Here is why this should not be done.

  1. Opening the remand up to relitigate the issue of the valuation of Palo Verde will set a bad precedent.  If NEE can relitigate that issue, PNM likewise could relitigate the issues it lost on appeal, such as whether Palo Verde reacquisition and lease extension was prudent, and whether it was prudent to install the balanced draft unit.  This would mean no issue that is appealed to the Supreme Court is ever final, because it could be relitigated on remand.  Under the Law of the Case Doctrine, a court, and I believe this Commission, cannot go back and relitigate a decision that it has already made and which has already been affirmed by the Supreme Court.  “The doctrine of law of the case… ‘relates to litigation of the same issue recurring within the same suit.’ ‘Under the law of the case doctrine, a decision on an issue of law made at one stage of a case becomes a binding precedent in successive stages of the same litigation.’; see also United States v. Alexander, 106 F.3d 874, 876 (9th Cir.1997) (“Under the ‘law of the case’ doctrine, ‘a court is generally precluded from reconsidering an issue that has already been decided by the same court, or a higher court in the identical case.’ ” Alba v. Hayden, 148 N.M. 465, 237 P.3d 767, 2010 NMCA 37, ¶7 (internal citations omitted).

That is exactly what NEE is asking to do – to relitigate an issue in the same case that has already been decided and affirmed by the Court.  NEE lost on appeal – the Court specifically rejected NEE’s and the Water Authority’s arguments that the appropriate remedy for imprudence was setting the value of Palo Verde at $0.   It also found that the Commission’s decision as to the value of Palo Verde was reasonable and lawful.

If a party is allowed to relitigate issues it lost on appeal, that opens the door for PNM to do the same.  For example, the Supreme Court affirmed the Commission’s disallowance of Balanced Draft, which reduced PNM’s rate base by $52 million.  Can PNM now ask the Commission to relitigate this issue? Can it come back and ask to provide more evidence that it didn’t provide before, to try to get a new decision?  The answer is no, because of the law of the case doctrine. PNM had its opportunity to litigate the issue, and it lost, and that was affirmed by the Supreme Court. It can’t come back for a do-over.  As another example, PNM can’t come back and relitigate the issue of whether its Palo Verde lease decision was imprudent, because of the Law of the Case Doctrine.
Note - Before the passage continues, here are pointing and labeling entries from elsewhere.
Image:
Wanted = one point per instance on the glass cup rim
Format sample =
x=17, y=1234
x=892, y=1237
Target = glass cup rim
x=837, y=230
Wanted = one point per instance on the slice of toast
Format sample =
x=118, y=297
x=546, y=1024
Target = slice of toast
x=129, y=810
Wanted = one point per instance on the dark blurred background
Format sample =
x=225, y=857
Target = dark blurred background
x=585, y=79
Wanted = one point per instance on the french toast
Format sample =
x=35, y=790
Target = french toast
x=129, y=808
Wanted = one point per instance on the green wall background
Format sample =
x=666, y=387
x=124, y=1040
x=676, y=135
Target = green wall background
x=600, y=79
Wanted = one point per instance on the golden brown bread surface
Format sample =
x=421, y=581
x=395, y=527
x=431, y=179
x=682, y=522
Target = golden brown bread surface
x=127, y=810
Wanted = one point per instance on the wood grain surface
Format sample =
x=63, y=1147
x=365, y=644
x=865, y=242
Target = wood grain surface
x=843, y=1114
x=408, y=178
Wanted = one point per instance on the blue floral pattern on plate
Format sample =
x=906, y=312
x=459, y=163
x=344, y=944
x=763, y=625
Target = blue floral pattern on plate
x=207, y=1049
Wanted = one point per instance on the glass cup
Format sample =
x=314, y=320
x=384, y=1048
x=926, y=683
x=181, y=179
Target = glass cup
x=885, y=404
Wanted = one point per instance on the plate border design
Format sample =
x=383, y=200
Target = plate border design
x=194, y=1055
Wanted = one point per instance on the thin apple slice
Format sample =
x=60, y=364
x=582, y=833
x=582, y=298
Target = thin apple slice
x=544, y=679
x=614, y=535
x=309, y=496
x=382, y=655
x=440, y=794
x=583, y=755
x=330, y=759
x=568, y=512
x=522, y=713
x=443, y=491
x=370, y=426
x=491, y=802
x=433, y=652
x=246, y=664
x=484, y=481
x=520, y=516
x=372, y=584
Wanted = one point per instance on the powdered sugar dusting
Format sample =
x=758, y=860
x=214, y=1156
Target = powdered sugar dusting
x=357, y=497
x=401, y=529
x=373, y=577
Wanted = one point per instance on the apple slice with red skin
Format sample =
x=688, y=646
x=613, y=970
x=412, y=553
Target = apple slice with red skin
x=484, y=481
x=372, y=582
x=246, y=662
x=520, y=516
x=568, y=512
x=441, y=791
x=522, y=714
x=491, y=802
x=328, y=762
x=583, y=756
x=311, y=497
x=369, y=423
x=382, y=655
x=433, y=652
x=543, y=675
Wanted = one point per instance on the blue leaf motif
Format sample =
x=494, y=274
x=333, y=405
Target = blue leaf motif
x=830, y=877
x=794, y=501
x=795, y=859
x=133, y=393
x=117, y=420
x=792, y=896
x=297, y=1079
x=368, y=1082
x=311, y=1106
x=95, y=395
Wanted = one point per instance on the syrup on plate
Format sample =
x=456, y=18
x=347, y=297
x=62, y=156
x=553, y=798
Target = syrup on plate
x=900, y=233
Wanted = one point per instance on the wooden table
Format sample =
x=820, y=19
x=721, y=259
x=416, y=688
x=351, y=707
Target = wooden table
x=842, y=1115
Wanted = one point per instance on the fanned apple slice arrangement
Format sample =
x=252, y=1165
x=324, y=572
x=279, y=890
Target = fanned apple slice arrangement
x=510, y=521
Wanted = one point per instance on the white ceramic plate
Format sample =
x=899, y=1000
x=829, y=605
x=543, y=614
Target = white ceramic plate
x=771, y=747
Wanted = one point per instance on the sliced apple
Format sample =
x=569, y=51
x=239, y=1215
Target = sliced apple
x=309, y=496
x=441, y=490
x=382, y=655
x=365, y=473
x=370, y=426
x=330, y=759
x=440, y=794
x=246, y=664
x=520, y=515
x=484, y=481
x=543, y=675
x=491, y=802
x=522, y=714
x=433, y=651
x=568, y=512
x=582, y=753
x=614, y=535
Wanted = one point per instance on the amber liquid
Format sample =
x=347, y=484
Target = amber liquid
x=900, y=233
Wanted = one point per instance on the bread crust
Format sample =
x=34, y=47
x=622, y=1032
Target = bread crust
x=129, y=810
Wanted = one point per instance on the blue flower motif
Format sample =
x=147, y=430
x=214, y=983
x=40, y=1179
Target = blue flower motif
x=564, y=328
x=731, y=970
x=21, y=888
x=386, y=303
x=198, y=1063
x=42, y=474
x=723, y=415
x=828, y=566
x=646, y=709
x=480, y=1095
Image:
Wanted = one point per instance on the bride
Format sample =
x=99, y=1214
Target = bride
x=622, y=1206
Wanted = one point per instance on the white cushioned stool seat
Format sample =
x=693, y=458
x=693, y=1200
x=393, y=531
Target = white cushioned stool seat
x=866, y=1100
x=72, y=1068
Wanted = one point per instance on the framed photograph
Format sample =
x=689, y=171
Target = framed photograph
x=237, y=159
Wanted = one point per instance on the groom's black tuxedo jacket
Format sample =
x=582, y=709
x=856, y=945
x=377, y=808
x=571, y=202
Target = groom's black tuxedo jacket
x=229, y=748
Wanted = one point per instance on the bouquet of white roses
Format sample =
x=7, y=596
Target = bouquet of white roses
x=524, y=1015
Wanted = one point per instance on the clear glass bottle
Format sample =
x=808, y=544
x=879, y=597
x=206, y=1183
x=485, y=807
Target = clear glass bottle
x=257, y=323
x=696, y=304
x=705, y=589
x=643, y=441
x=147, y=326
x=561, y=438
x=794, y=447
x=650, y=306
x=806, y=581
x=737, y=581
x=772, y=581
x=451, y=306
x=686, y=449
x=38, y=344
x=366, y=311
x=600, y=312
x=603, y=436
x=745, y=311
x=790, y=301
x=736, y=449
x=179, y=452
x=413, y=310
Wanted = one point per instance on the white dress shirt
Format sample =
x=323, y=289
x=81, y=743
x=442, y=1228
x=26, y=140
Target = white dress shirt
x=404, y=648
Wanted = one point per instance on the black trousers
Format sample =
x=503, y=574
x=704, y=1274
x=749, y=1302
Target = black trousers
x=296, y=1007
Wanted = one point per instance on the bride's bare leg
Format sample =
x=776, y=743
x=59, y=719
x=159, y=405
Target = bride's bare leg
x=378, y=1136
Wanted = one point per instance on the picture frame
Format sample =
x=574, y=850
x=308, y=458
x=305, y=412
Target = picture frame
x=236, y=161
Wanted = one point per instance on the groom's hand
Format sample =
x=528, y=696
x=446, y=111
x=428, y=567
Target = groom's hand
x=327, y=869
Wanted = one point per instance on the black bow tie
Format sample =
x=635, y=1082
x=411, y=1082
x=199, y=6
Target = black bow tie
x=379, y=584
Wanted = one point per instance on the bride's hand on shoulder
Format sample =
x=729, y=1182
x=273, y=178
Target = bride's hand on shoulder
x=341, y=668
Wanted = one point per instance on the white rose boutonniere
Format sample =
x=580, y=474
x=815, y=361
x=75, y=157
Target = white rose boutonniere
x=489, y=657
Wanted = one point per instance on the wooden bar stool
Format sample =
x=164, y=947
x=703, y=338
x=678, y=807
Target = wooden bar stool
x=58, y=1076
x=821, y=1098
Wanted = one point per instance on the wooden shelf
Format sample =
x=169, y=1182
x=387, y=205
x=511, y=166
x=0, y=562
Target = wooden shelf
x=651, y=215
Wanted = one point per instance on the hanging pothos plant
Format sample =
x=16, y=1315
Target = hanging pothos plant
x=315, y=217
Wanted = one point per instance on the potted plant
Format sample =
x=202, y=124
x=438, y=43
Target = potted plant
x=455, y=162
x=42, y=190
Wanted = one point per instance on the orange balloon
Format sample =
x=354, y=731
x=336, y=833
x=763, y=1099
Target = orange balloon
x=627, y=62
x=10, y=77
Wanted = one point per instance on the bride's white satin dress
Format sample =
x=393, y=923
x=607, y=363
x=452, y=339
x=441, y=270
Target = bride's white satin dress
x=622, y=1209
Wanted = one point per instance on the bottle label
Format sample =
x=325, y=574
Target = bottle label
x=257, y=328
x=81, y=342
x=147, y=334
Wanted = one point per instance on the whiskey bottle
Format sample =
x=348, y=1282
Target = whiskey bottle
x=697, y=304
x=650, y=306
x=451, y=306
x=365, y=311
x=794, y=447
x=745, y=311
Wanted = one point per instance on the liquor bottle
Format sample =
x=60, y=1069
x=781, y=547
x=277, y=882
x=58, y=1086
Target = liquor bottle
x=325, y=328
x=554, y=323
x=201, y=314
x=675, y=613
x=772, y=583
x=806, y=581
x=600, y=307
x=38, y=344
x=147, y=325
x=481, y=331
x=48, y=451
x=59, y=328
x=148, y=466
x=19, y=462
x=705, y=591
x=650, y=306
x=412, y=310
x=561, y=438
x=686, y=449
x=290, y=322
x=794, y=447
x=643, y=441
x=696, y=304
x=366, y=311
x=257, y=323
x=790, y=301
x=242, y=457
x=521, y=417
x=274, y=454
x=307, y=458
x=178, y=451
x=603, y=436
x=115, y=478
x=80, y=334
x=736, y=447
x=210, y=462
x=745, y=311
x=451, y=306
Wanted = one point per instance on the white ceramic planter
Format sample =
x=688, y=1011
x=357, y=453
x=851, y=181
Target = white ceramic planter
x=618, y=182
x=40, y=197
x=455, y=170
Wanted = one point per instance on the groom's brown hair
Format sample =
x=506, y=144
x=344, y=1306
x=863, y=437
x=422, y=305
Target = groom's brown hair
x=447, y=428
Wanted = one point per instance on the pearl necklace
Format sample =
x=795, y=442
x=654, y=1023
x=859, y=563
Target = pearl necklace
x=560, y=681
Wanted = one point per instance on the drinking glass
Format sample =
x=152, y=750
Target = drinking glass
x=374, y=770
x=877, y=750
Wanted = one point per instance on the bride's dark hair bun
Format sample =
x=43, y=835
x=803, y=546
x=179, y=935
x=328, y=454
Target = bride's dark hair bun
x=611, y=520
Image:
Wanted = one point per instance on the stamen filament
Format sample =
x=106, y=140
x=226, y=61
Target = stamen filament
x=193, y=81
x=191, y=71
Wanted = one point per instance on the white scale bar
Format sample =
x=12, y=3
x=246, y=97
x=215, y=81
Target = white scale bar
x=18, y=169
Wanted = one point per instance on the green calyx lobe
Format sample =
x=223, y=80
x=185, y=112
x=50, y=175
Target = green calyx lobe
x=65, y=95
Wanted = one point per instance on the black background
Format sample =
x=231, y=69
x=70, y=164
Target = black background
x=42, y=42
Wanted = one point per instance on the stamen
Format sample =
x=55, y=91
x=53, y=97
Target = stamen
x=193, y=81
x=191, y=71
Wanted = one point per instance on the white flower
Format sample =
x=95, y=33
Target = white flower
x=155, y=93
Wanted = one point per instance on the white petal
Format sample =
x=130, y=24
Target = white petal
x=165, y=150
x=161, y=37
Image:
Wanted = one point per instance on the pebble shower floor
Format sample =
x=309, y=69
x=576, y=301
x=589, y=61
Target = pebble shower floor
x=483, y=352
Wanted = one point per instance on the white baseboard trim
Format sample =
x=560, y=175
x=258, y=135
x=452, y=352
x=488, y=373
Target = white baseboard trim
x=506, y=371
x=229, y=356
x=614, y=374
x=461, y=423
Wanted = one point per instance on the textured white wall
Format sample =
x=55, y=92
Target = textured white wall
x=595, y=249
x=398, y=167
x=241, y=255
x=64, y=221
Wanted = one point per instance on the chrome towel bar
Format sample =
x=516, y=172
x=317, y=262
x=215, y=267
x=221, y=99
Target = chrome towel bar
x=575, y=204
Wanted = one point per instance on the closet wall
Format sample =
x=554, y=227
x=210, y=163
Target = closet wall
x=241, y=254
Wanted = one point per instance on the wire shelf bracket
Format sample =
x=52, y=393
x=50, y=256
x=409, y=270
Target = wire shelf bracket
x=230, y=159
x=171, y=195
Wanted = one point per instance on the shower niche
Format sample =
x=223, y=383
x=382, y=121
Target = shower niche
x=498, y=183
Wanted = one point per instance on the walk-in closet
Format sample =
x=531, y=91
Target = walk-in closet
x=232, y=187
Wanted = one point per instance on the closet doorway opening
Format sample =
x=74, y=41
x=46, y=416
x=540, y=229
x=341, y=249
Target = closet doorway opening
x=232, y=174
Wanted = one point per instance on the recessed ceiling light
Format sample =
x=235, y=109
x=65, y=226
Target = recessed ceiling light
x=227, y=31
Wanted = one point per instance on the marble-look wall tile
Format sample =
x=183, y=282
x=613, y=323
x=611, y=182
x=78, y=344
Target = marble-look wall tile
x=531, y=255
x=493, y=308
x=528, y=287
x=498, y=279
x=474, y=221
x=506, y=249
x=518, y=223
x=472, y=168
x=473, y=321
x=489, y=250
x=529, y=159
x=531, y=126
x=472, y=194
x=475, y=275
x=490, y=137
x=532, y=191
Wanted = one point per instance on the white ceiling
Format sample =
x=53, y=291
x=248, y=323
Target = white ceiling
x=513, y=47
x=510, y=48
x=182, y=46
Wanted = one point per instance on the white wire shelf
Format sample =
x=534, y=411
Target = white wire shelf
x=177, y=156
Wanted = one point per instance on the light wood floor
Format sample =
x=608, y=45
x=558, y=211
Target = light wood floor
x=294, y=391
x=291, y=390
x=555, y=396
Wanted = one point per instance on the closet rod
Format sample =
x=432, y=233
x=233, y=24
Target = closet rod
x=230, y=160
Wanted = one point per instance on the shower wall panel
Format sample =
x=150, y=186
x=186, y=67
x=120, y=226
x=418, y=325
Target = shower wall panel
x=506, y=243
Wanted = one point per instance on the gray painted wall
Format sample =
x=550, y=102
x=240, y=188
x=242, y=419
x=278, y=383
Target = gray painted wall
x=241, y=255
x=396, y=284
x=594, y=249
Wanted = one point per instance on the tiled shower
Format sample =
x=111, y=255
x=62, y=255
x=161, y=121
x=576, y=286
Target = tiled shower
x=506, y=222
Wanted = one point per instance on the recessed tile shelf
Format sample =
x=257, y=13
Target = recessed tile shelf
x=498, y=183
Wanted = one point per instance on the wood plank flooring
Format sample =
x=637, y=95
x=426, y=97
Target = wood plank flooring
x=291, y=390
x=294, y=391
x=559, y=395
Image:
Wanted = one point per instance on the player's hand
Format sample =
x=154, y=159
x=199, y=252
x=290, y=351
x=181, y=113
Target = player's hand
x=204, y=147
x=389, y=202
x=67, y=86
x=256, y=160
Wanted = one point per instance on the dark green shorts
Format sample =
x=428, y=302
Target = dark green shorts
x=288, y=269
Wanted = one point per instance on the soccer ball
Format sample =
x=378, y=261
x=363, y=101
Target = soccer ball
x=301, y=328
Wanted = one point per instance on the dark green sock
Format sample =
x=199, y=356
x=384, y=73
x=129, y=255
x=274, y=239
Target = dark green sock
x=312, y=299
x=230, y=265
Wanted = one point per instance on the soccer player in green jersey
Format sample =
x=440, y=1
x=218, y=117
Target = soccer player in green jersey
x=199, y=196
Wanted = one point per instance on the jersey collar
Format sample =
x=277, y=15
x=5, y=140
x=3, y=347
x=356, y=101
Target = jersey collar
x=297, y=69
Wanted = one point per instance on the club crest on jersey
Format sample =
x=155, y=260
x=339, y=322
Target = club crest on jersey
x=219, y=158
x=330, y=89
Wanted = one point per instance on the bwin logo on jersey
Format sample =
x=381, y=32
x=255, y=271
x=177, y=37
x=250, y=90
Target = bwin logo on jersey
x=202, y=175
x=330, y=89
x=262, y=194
  1. Disallowing the 168MW of Palo Verde from rates will not affect the operations of Palo Verde.  It will continue to operate just as it has, for as long as the owners decide to.  If the 178MW are taken out of PNMs rates and generation portfolio, they will just be used by someone else.

Removing 178 MW from PNM’s cost recovery is a false issue – it will not cause Palo Verde to shut down or change its operating characteristics.  Palo Verde is almost 4000 MW of capacity and has 8 owners and is operated by Arizona Public Service Company. It will operate at maximum capacity regardless of the outcome of this case.  This case will not have an effect on that. It will not affect nuclear fuel use or storage, or any other environmental effects from nuclear generation at Palo Verde.

In fact, removing this portion of Palo Verde from rates could have an adverse effect on carbon emissions and climate change.  If PNM has to replace the generation from Palo Verde, there is no certainty that it could be replaced entirely by renewables – and there is a good possibility that PNM would seek to increase its generation from existing gas plants or even add gas generation.  In fact, PNM’s 2017 IRP, shows that is exactly what could happen. That IRP, in Table 129 shows what happens if 114MW of Palo Verde is not used as a resource beginning in 2023 – and it shows replacement by gas generation. See also, PNM 2017 IRP, p. 108.

CCAE doesn’t support nuclear generation.  But because removing 178MW of Palo Verde from PNM’s portfolio would not change the operations of the plant, and could also result in increased gas generation, removing it would have no benefits and could actually increase carbon emissions.